- IATA: none; ICAO: none; FAA LID: N00;

Summary
- Airport type: Public
- Owner: Dr. Wayne Maben, MD
- Location: Lexington / Prattsville, New York
- Elevation AMSL: 1,800 ft / 549 m
- Interactive map of Maben Airport

Runways
| Direction | Length |  | Surface |
| ft | m |
| 3/21 | 4,000 | 1,219 | Turf/gravel |

Statistics (2002)
- Aircraft operations: 3,650
- Based aircraft: 10
- Source: Federal Aviation Administration

= Maben Airport =

Maben Airport is a public-use airport located in Prattsville, in Greene County, New York, United States. It is privately owned by Dr. Wayne Maben, M.D. and was founded in 1948 by his father, Robert Maben. It is currently closed indefinitely.

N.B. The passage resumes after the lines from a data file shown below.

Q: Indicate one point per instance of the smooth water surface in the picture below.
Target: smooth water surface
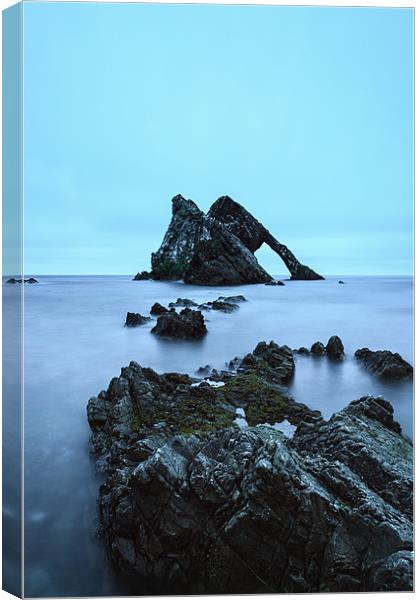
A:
(75, 342)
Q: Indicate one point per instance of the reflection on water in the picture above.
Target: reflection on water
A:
(75, 342)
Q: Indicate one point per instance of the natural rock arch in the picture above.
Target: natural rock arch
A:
(218, 248)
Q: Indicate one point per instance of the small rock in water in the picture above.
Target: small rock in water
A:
(335, 348)
(222, 306)
(206, 370)
(384, 363)
(232, 299)
(303, 350)
(135, 319)
(318, 349)
(20, 280)
(186, 302)
(143, 276)
(187, 325)
(158, 309)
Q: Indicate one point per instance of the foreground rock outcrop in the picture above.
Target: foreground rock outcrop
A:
(194, 504)
(218, 248)
(385, 363)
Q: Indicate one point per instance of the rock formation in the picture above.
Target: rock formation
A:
(20, 280)
(186, 325)
(135, 319)
(335, 348)
(193, 504)
(317, 348)
(218, 248)
(158, 309)
(143, 276)
(384, 363)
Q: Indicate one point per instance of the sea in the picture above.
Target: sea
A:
(75, 342)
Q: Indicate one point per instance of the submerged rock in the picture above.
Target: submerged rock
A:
(335, 348)
(186, 325)
(303, 350)
(158, 309)
(222, 306)
(144, 275)
(384, 363)
(20, 280)
(232, 299)
(185, 302)
(193, 504)
(218, 248)
(135, 319)
(318, 349)
(271, 361)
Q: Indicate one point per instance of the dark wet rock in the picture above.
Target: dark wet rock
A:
(20, 280)
(270, 361)
(206, 370)
(335, 348)
(222, 306)
(185, 302)
(136, 319)
(384, 363)
(318, 349)
(143, 276)
(186, 325)
(218, 248)
(192, 504)
(392, 573)
(253, 234)
(232, 299)
(158, 309)
(303, 350)
(365, 437)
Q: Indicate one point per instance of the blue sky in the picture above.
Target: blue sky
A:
(303, 115)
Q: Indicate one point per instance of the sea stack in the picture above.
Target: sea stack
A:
(218, 248)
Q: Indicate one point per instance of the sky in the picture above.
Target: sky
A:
(302, 114)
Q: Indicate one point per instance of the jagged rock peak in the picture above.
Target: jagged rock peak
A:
(181, 205)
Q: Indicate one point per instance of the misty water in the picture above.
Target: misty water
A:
(75, 342)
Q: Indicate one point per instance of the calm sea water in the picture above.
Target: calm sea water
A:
(75, 343)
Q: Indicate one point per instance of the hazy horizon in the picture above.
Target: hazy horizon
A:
(304, 115)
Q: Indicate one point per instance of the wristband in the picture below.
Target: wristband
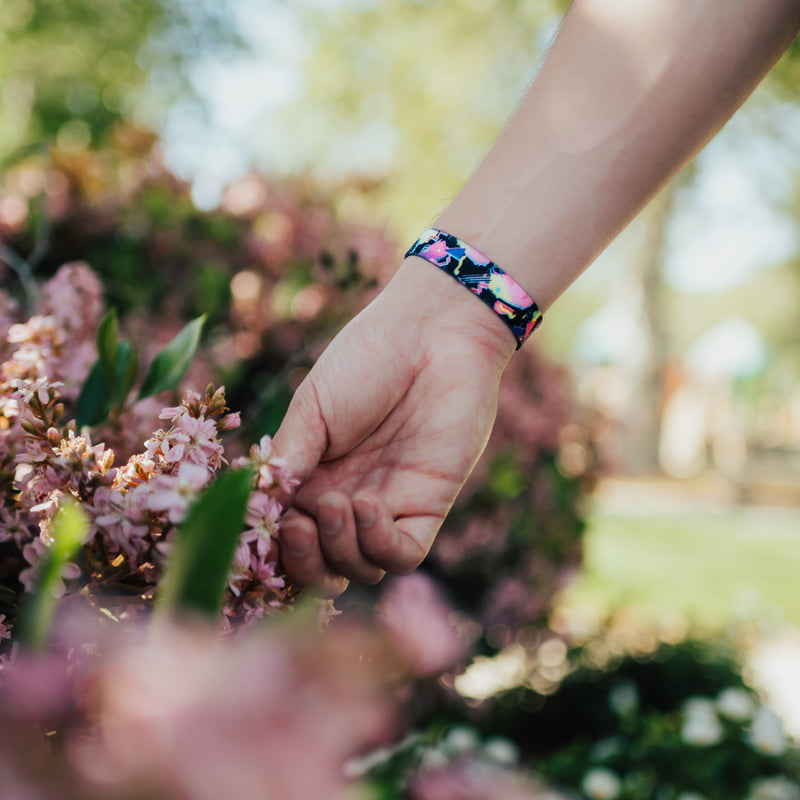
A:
(483, 278)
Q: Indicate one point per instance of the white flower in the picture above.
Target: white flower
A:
(778, 787)
(460, 739)
(601, 784)
(766, 733)
(735, 704)
(501, 751)
(701, 726)
(606, 748)
(624, 698)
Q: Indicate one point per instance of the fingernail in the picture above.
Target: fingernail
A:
(332, 520)
(365, 513)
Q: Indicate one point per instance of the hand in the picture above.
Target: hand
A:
(386, 427)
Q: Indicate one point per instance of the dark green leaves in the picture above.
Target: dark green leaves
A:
(114, 374)
(69, 528)
(198, 567)
(170, 365)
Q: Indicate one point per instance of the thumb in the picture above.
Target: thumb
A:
(302, 438)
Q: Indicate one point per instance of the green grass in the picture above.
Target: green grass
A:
(712, 569)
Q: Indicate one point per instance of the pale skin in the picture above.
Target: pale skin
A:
(389, 423)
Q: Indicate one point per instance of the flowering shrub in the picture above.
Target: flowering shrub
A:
(135, 507)
(79, 418)
(278, 271)
(678, 723)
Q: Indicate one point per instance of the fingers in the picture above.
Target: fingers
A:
(302, 559)
(339, 540)
(386, 544)
(356, 541)
(302, 437)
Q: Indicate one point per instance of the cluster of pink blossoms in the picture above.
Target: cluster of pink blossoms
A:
(135, 507)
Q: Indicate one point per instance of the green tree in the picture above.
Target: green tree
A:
(412, 93)
(71, 69)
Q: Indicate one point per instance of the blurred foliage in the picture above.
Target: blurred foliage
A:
(413, 92)
(273, 269)
(71, 70)
(277, 273)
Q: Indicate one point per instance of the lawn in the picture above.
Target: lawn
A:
(711, 568)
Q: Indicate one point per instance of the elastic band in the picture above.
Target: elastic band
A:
(483, 278)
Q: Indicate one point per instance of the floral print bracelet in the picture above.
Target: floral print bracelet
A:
(483, 278)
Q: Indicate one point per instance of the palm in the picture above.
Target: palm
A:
(392, 414)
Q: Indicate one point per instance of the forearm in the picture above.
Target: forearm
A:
(628, 94)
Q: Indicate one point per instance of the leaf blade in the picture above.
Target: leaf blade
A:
(170, 365)
(198, 566)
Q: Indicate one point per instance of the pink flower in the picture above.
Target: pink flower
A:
(263, 513)
(271, 469)
(195, 439)
(174, 494)
(416, 617)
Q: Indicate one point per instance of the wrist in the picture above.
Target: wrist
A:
(451, 309)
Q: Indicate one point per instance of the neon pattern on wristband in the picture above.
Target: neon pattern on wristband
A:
(483, 278)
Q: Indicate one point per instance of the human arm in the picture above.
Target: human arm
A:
(395, 413)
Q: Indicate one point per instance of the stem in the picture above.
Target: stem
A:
(22, 269)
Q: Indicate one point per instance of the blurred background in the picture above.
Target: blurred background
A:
(267, 162)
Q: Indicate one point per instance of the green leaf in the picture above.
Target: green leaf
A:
(197, 569)
(170, 365)
(36, 618)
(127, 370)
(94, 400)
(107, 334)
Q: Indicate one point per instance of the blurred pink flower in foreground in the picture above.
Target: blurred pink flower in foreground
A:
(417, 618)
(181, 714)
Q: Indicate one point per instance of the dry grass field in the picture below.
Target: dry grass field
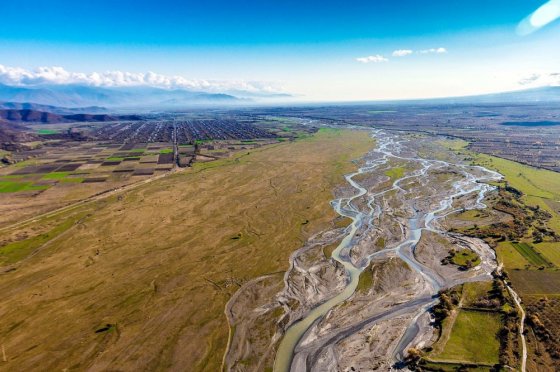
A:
(140, 280)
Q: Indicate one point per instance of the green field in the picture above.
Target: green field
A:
(462, 257)
(531, 255)
(12, 186)
(473, 291)
(536, 282)
(473, 338)
(55, 175)
(549, 250)
(510, 257)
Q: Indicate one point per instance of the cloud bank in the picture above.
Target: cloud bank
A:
(372, 59)
(541, 79)
(55, 75)
(400, 53)
(433, 51)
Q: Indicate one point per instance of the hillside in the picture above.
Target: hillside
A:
(34, 116)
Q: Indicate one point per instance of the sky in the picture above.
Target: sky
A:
(315, 50)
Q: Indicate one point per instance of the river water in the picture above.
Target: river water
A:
(388, 146)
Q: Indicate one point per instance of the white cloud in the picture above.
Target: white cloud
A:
(545, 14)
(17, 76)
(433, 51)
(374, 59)
(541, 79)
(402, 52)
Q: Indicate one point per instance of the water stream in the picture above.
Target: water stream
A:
(388, 147)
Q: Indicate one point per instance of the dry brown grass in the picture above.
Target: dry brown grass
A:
(159, 263)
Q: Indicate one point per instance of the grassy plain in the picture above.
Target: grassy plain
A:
(473, 338)
(141, 284)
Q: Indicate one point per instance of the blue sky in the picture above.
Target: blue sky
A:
(309, 48)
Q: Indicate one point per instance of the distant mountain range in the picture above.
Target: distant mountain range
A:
(72, 96)
(73, 99)
(52, 109)
(34, 116)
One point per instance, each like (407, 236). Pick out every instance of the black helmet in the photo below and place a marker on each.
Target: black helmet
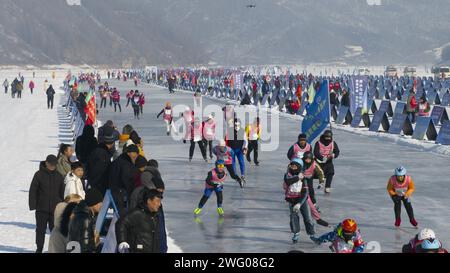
(301, 136)
(308, 155)
(328, 133)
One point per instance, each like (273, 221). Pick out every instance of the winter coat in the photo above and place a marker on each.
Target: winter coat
(141, 100)
(57, 242)
(121, 175)
(411, 103)
(151, 179)
(107, 130)
(50, 92)
(115, 96)
(345, 101)
(73, 185)
(63, 166)
(82, 228)
(327, 167)
(140, 228)
(97, 167)
(46, 190)
(123, 138)
(135, 100)
(85, 144)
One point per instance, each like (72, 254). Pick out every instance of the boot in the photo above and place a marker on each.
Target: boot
(322, 223)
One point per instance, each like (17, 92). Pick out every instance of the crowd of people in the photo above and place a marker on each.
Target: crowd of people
(17, 86)
(134, 97)
(68, 190)
(67, 194)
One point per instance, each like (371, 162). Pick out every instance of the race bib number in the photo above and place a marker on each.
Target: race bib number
(400, 192)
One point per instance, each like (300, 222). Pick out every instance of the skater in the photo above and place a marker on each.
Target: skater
(424, 107)
(167, 116)
(104, 96)
(82, 223)
(411, 106)
(129, 97)
(135, 104)
(19, 89)
(65, 153)
(225, 153)
(325, 151)
(141, 103)
(209, 133)
(116, 99)
(86, 143)
(14, 88)
(414, 243)
(46, 191)
(253, 132)
(312, 170)
(108, 94)
(73, 182)
(6, 85)
(400, 187)
(99, 161)
(345, 238)
(31, 86)
(122, 173)
(296, 194)
(50, 96)
(58, 237)
(316, 214)
(196, 130)
(298, 149)
(140, 231)
(214, 183)
(237, 141)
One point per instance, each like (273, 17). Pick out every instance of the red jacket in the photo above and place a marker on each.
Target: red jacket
(141, 101)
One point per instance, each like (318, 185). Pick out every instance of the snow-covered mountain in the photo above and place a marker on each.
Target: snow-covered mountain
(121, 32)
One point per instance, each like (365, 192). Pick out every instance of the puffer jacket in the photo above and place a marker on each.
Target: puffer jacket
(46, 190)
(82, 228)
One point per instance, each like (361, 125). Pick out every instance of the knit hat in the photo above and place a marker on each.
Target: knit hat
(132, 149)
(52, 160)
(93, 197)
(302, 137)
(75, 165)
(141, 162)
(108, 139)
(150, 194)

== Facilities and aircraft ==
Maben Airport covers an area of 5 acre which contains one turf and gravel runway (3/21) measuring 4,000 x 50 ft (1,219 x 15 m).

For the 12-month period ending August 2, 2002, the airport had 3,650 aircraft operations: 96% general aviation and 4% military. During that period there were 10 aircraft based at this airport, 100% of which were single-engine.